Tanto otimismo se justifica em função da demanda crescente por óleo vegetal: “Não tem chances de o mercado de óleo vegetal regredir no mundo. Os indianos são vegetarianos e consomem muito. Na verdade, o mundo não tem óleo para prover a quem quer consumir óleo, alimento, e mais para quem precisará consumir óleo para descarbonizar setores, como a química e a energia”.

Enquanto os 200 mil hectares de macaúba não entrarem em produção, o que leva até 3,5 anos, a usina da Acelen na Bahia funcionará movida a óleo de soja. E consumirá nesse período o equivalente a todo o óleo de soja exportado anualmente pelo país, cerca de 2,3 milhões de toneladas. Em 2026, quando iniciar a produção, a biorrefinaria produzirá o equivalente a 20 mil barris por dia de SAF ou de diesel verde, o suficiente para movimentar uma frota de mais de um milhão de veículos por ano.

Nova cadeia produtiva pode movimentar quase R$ 90 bilhões

A Acelen mira se tornar “a maior e mais competitiva produtora de combustíveis renováveis, num modelo integrado que vai da semente da macaúba ao combustível”, conforme Victor Barra, diretor de agronegócios da empresa.

Barra sublinha que o maior desafio será o processamento do fruto para extração do óleo e o aproveitamento total das demais biomassas, para que não haja geração de resíduos, mas agregação de valor. “A domesticação da macaúba não é um projeto de uma empresa, ou nem mesmo de um país, mas um projeto para o mundo”, avalia.

Estima-se que o investimento de R$ 15 bilhões da Acelen, ao longo dos próximos dez anos, terá um efeito econômico de R$ 87 bilhões, visto que toda uma nova cadeia produtiva será criada. E já há estudos para replicar o módulo de cultivo da macaúba de 200 mil para 1 milhão de hectares.

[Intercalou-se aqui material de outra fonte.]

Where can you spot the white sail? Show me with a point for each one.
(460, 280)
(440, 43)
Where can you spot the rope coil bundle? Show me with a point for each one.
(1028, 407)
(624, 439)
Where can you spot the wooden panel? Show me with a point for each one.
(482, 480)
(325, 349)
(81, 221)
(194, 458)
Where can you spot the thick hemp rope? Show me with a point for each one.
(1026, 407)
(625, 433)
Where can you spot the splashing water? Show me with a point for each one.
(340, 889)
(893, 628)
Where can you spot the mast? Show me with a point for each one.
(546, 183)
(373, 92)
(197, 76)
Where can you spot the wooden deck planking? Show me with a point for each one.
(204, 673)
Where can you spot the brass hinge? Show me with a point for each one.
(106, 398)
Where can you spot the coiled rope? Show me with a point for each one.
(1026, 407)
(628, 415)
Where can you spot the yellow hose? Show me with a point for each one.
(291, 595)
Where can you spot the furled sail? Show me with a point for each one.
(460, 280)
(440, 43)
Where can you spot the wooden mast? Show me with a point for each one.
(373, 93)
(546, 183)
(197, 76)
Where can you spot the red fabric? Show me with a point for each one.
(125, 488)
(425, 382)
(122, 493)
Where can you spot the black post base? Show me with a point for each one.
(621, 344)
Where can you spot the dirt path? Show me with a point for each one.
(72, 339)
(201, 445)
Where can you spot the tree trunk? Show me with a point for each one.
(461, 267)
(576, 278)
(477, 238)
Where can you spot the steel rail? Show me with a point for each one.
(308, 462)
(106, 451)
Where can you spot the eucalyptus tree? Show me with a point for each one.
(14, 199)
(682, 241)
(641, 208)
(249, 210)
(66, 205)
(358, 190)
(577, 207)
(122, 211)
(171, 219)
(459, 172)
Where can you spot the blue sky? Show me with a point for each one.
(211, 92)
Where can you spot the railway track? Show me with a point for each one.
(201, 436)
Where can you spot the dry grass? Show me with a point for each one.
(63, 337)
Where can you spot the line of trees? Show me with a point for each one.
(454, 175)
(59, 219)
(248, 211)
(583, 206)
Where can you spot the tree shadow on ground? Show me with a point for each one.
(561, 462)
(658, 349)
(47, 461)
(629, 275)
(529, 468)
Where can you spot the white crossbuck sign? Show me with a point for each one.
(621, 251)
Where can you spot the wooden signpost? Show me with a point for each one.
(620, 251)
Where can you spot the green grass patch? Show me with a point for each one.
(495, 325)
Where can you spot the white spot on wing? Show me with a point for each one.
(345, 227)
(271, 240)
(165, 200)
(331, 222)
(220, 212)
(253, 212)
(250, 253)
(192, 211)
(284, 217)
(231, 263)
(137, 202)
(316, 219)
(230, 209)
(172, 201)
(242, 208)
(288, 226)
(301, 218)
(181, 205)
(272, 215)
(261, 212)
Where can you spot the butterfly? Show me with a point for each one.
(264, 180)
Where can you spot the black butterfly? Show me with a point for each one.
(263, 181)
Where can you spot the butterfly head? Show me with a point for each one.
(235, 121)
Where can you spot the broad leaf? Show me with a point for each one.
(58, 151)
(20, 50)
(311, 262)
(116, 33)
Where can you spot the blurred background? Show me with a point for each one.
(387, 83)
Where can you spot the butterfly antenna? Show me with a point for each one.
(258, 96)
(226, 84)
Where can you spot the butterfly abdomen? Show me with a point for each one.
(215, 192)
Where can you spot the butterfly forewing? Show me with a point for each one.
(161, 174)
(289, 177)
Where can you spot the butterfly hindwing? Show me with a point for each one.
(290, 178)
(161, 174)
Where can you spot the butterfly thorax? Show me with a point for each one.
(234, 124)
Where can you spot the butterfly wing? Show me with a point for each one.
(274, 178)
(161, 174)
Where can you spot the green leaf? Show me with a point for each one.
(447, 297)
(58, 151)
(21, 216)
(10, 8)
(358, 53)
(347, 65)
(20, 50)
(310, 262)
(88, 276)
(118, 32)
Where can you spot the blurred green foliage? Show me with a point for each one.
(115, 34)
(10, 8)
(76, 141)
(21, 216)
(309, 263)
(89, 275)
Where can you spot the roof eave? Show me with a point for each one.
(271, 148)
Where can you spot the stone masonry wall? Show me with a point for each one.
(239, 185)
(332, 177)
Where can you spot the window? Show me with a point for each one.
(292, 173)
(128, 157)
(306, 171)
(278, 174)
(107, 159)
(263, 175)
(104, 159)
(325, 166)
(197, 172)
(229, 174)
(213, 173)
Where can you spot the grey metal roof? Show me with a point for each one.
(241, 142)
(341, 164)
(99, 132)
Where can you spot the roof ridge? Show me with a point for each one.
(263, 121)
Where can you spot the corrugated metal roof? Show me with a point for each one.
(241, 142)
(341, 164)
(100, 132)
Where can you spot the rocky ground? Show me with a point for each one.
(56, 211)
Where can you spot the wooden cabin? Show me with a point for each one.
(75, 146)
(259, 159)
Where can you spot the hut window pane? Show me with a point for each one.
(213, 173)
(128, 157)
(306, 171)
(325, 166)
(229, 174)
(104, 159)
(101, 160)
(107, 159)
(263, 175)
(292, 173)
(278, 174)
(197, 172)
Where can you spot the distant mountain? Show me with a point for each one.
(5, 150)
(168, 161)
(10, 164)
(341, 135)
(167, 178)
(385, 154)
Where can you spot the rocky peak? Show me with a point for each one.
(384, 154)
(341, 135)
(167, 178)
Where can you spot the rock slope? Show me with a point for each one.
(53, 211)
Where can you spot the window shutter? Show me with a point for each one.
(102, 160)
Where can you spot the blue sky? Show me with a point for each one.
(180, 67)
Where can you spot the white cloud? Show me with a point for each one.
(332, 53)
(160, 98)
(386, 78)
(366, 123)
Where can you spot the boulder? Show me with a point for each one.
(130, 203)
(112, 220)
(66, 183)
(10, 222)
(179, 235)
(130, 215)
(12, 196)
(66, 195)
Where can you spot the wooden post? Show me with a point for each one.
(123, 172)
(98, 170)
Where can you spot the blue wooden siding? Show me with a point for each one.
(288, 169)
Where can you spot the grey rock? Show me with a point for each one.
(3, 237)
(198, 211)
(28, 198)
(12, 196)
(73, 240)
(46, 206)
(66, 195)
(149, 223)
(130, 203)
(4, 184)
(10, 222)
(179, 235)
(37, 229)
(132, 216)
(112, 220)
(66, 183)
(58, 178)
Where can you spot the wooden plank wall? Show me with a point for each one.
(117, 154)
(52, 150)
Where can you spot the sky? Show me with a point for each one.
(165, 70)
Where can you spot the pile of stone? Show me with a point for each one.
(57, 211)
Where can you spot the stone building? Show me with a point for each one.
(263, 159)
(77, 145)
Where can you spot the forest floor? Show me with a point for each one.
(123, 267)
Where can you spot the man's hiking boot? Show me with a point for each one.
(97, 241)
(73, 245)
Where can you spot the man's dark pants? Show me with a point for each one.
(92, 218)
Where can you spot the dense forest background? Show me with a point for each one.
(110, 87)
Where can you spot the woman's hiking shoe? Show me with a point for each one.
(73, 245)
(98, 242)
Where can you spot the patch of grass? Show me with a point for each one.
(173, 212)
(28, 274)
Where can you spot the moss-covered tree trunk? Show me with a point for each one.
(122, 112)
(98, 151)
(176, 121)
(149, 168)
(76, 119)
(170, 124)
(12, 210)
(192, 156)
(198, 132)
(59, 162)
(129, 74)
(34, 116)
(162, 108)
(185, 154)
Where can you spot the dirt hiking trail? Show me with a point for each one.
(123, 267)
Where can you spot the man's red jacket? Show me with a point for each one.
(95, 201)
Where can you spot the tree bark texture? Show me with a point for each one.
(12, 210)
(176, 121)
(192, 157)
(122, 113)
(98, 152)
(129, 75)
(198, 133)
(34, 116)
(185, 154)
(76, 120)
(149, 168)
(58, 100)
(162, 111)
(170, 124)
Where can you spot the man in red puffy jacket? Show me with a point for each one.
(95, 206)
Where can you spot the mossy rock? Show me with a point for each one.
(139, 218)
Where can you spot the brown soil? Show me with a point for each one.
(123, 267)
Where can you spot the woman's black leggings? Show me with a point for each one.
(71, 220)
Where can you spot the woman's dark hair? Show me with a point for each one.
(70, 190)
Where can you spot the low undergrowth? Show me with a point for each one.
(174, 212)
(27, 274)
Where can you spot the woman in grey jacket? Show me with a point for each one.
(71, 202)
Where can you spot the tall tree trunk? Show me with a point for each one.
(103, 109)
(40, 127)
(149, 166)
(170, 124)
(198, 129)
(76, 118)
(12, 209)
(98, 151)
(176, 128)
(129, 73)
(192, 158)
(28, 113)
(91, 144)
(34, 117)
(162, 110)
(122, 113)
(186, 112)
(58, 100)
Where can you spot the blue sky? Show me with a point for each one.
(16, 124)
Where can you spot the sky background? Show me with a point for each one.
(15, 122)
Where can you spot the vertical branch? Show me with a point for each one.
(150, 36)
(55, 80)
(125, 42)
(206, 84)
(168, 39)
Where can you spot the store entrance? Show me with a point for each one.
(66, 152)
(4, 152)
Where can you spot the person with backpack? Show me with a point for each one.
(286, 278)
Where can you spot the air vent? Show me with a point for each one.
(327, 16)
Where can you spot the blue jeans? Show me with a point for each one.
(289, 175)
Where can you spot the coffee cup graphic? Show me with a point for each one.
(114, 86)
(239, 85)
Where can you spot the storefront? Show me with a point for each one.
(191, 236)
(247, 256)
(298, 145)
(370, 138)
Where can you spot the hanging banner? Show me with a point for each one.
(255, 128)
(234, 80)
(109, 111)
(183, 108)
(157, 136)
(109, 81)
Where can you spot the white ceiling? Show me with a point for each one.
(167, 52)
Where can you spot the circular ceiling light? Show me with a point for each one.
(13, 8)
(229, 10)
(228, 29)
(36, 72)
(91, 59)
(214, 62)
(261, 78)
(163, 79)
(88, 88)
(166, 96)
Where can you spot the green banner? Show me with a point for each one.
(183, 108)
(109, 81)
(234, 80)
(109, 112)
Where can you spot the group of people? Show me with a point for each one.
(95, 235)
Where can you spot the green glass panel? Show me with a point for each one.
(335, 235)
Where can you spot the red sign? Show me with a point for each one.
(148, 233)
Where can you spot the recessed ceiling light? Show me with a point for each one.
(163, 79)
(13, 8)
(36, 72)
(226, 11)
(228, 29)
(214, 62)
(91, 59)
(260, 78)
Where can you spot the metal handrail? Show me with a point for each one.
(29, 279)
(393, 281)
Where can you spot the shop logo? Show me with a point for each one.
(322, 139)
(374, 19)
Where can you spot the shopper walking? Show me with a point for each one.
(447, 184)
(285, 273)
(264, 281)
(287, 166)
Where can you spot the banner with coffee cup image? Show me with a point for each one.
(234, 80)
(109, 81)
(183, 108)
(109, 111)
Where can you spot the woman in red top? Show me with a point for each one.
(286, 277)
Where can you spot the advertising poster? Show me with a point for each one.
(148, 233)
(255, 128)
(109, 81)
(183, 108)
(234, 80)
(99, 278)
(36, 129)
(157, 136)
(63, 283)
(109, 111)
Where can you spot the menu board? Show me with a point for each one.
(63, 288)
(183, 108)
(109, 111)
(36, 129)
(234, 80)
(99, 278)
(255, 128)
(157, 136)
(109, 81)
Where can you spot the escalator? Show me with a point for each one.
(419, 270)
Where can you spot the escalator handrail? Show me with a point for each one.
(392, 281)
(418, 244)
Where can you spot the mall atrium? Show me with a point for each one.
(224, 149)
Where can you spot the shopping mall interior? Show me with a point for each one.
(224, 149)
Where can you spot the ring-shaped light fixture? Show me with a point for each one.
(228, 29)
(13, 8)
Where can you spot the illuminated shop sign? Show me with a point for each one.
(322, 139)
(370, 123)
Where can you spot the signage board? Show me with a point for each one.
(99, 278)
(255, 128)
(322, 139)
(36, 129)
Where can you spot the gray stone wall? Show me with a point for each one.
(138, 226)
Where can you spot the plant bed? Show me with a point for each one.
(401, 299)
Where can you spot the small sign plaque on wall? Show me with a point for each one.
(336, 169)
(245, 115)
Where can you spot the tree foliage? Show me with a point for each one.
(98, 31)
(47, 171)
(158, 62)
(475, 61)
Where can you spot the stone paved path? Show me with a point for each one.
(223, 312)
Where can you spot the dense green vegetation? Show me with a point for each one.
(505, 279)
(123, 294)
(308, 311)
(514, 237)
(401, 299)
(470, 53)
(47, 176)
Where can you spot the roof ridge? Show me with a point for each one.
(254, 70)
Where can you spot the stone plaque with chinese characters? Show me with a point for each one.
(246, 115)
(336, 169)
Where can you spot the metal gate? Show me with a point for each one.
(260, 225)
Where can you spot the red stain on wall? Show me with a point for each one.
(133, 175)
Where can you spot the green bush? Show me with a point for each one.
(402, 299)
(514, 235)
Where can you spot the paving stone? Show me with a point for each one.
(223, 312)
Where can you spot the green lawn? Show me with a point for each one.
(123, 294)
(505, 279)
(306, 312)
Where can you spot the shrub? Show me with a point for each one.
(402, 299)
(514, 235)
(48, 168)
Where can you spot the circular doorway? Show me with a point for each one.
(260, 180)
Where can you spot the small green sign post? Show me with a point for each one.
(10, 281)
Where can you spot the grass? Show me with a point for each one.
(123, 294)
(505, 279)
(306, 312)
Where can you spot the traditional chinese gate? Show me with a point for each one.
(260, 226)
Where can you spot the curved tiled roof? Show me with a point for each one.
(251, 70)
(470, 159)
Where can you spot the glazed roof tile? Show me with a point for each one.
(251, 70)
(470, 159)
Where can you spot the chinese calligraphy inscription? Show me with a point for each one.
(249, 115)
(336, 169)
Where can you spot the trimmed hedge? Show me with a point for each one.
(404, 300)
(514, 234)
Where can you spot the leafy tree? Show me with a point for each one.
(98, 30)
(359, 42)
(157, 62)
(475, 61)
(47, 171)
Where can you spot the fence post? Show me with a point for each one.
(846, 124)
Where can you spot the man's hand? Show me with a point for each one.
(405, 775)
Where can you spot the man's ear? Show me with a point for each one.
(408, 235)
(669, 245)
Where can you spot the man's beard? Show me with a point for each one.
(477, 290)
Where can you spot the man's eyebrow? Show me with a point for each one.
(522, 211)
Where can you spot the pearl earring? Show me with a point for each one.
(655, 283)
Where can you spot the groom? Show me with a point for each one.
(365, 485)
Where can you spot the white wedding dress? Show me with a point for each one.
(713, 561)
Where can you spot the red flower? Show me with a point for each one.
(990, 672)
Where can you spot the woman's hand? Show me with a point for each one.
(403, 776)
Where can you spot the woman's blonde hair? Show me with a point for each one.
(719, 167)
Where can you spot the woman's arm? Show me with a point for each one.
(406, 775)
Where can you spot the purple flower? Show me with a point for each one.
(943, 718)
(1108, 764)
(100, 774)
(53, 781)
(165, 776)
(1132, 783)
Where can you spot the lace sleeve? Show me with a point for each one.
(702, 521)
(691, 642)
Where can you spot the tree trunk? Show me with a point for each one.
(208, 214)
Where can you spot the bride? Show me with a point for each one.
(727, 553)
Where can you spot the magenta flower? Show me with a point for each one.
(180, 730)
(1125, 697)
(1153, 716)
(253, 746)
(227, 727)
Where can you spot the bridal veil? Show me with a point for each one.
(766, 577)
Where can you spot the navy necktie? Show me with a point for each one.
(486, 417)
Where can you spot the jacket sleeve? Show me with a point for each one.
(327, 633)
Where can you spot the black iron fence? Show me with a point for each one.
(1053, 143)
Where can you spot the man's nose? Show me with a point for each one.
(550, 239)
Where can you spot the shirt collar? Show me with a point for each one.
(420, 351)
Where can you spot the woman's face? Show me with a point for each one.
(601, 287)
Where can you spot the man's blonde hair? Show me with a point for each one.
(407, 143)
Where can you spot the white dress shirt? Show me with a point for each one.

Na primeira fase serão criados 90 mil empregos diretos e indiretos. Pelo menos 20% do cultivo virá da agricultura familiar, podendo injetar renda de até R$ 130 mil por ano para propriedades de 10 hectares que hoje têm pouca ou nenhuma viabilidade econômica.

Florestas de bioenergia no lugar de pastagens degradadas

“Quando estiver pronta, a refinaria estará no primeiro quartil das maiores refinarias do mundo. E se colocar todos os projetos em sua curva de custo, esse projeto é um dos mais competitivos do mundo em relação ao custo de produção do litro de SAF", diz Marcelo Lyra, vice-presidente de Relações Institucionais e Comunicação da Acelen.

"E vamos fazer 100% em cima de pastagens degradadas, em função da captura de créditos de carbono nessas áreas. Estamos criando verdadeiras florestas de bioenergia”, sublinha o executivo.

A Acelen Renováveis e a Embrapa formalizaram o acordo de cooperação técnica de cinco anos para domesticação da macaúba. Domesticar, na linguagem técnica, é fazer seleção genética e estudar o melhor aproveitamento dos frutos (casca, polpa, endocarpo e amêndoa) via processos mais eficazes para extração de óleos de alta qualidade e geração de bioprodutos.

Mesmo não domesticada, macaúba já bate a palma

Se ainda se fala em domesticação da macaúba, não pode parecer precipitado avançar com um projeto de R$ 15 bilhões numa usina de SAF cuja principal matéria-prima ainda passar por testes e seleção genética?

“A macaúba não é desconhecida. Ela já é utilizada há muito tempo num esquema de extrativismo para produzir óleo e outras proteínas, rações e tudo mais. Nós já temos macaúba cultivada em nosso banco de germoplasma e também em experimentos em diferentes lugares, que mostram um potencial significativo. As estimativas mostram que, mesmo ainda não melhorada, a macaúba pode produzir tanto óleo como a principal oleaginosa do mundo, que é o óleo de palma”, aponta Lopes, da Embrapa.

A produção de óleo de palma, hoje, está na faixa de 3,5 mil a 4 mil quilos por hectare. Enquanto isso, as macaúbas não domesticadas já produzem de 4 mil a 5 mil quilos de óleo por hectare. Somente essa conta, isolada, já seria suficiente para “startar” o projeto.